PEF 1.0 - Portable Embosser Format
Working draft, revised 21 October 2008
- This version:
- http://www.daisy.org/projects/braille/braille_workarea/pef/pef-specification.html
- Author:
- Joel Håkansson
- Contributors:
- Sean Brooks, Linus Ericson, Markus Gylling, Stefan Hofstetter, Robert
Jaquiss, Piotr Kiernicki, Fredrik Larsson, Rob Longstaff, Björn
Nyqvist, Stephen Phippen, Matthias Ragaz, Per Sennels, Richard Stones,
Jennifer Sutton, Björn Westling, Markus Wildi
Abstract
This document specifies the Portable Embosser Format (PEF), a data format
for representing braille books. PEF is an XML 1.0
application.
Status of this
Document
This document is a working draft.
Table of
Contents
Introduction
This section is informative.
What is PEF?
The Portable Embosser Format (PEF) is a document type that represents
braille pages in digital form, accurately and unambiguously; regardless of
language, location, embosser settings, braille code and computer environment.
It can be used for braille embossing and archiving anywhere in the world, no
matter where nor how it was produced. PEF allows new features to be added,
such as ink overlay or tactile graphics, thus enabling a completely automated
production of advanced braille books.
Why is PEF Necessary?
PEF brings a number of things to braille production:
- Metadata. A PEF file provides information about its contents.
- A braille publishing standard. Since the PEF file format is defined in
a publicly available standard, there is never any doubt about how to
interpret or use the contents of a PEF file.
- A proper file format for braille. Having a proper file format means,
among other things, that file integrity can be tested to detect
errors.
- World wide file sharing. Because PEF is specified and the braille
representation unambiguous, it can be shared with anyone in the world.
For example, braille music is very expensive to produce, but the braille
code used in musical notation is the same all over the world. With PEF,
this material can be shared in electronic form with anyone.
- Archive safety. Because PEF is specified and the braille representation
unambiguous, PEF documents can be safely archived for the future.

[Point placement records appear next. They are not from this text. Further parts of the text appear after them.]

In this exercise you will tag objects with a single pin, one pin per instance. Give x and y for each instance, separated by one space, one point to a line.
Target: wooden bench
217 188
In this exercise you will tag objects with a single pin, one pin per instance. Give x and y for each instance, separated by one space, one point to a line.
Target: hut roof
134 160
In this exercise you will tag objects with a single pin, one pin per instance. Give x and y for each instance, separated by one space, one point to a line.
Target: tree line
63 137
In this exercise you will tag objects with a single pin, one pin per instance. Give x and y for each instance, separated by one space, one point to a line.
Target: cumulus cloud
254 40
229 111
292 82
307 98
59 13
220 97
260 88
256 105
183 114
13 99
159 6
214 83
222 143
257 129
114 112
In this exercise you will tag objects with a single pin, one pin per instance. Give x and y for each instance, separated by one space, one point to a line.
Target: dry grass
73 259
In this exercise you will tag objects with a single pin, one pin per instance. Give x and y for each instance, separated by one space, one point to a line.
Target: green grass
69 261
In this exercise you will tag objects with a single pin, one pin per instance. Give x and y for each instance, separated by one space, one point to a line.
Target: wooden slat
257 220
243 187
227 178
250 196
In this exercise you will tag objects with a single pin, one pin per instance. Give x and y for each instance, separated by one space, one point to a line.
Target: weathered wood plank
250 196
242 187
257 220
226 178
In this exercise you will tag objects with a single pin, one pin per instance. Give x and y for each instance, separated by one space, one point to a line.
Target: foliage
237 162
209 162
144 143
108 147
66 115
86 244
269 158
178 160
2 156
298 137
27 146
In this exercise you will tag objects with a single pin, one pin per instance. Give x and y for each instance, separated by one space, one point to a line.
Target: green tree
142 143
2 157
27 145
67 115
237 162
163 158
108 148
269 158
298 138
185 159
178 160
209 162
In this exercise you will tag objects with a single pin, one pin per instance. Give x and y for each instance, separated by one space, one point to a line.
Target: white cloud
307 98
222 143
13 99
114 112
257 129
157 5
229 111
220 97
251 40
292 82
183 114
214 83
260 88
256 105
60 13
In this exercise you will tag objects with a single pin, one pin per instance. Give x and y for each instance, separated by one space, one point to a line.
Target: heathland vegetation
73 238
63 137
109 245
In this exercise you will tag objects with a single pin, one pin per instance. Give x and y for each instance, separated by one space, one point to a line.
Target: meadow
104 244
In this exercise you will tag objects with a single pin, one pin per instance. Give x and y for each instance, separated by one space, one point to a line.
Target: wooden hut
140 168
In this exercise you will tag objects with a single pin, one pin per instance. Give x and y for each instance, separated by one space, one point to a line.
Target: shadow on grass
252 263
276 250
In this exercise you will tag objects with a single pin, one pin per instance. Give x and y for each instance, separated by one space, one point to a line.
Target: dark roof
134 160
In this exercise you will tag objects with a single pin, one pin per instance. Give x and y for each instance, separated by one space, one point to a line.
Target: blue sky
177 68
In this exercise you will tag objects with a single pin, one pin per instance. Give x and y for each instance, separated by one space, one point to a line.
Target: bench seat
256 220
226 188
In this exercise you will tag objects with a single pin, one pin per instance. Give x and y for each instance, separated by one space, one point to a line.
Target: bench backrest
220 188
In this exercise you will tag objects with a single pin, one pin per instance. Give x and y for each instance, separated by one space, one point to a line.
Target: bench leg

- Economy. Publishing and republishing of braille can be achieved quickly
and easily because files can be shared across the world, without worrying
about embosser settings. Users can become publishers and providers can
share resources and reduce costs.
What is Unicode?
Unicode provides a unique number for every character, regardless of
platform, software and language.
Computers store letters and other characters by assigning a number for
each one. Before Unicode was invented, there were hundreds of different
encoding systems for assigning these numbers. No single encoding could
contain enough characters: for example, the European Union alone requires
several different encodings to cover all its languages. Even for a single
language like English no single encoding was adequate for all the letters,
punctuation, and technical symbols in common use.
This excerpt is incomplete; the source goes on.